On delusions, Scott acknowledges my point that delusions often respond to incentives, but says it doesn’t really matter:

I don’t think the ability of psychiatric inpatients to hide their condition in response to incentives changes things much. I firmly and genuinely believe that Greenland is in the northern hemisphere, but if someone threatened to give me old-timey scary electroconvulsive therapy for believing this, I would tell them it was however far south they wanted it to be. This doesn’t mean my belief about Greenland is insincere, it just means I can think strategically. That even very deeply mentally ill people can think strategically can sometimes be surprising, but no one who has worked with them would deny it can be true.

But I foresaw this objection in my original article:

At least for many delusions, the fact that you would try to feign recovery shows that your degree of irrationality – not just outward behavior – is incentive-sensitive. Nash is once again an excellent example. ‘I thought I was a Messianic godlike figure with secret ideas’, he tells us. ‘I became a person of delusionally influenced thinking but of relatively moderate behavior and thus tended to avoid hospitalization and the direct attention of  psychiatrists’ (Nasar 1998: 335). But if Nash were literally constrained to see himself as a ‘godlike figure’, he would have imagined that he could free himself at any moment.21 He would be unable to grasp that – in reality – his freedom depended on a psychiatrist’s diagnosis, so he would have no motive to ‘beat the system’.

Where’s Scott’s response?

More importantly, though, Scott neglects my point that psychiatrists explicitly refuse to classify popular delusions – especially religiously-based delusions – as symptoms of mental illness.  Are they wrong to do so?  If not, then I ask again: If religious believers can have severe delusions without being “sick,” why can’t anyone?

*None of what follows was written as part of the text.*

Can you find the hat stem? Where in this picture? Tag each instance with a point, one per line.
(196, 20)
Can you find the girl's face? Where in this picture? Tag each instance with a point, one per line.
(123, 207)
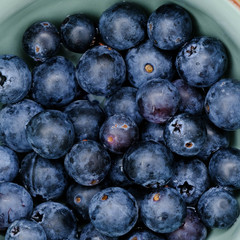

Bottom line: While I have great respect for Scott’s judgment, I don’t see that he’s raised any objection to my view that I didn’t already anticipate.  While he’s correct to point out important gray areas, I acknowledged those gray areas all along.  Furthermore, while he talks as if these gray areas as vast, they only seem marginal to me.  Finally, if the gray areas are as vast as he says, Scott should abandon his support for the mainstream psychiatric theory of mind in favor of agnosticism.

Last point: I tailored my original article for readers who believe in the broad applicability of economic reasoning.  To escape my conclusion, Scott denies this broad applicability.  As a matter of intellectual chess, he made the right move.  If the economic approach to human behavior is “a bad way of dealing with anything more complicated than which brand of shampoo to buy,” then it’s obviously a bad way of dealing with mental illness.

Yet those of us who have witnessed the power of economic reasoning to illuminate questions far bigger than shampoo need to reverse his reasoning.  Do you agree that we’ve already used the standard economic framework to understand work, housing, family, politics, crime, and religion?  Then why not the behavior that non-economists so casually dismiss as “disease”?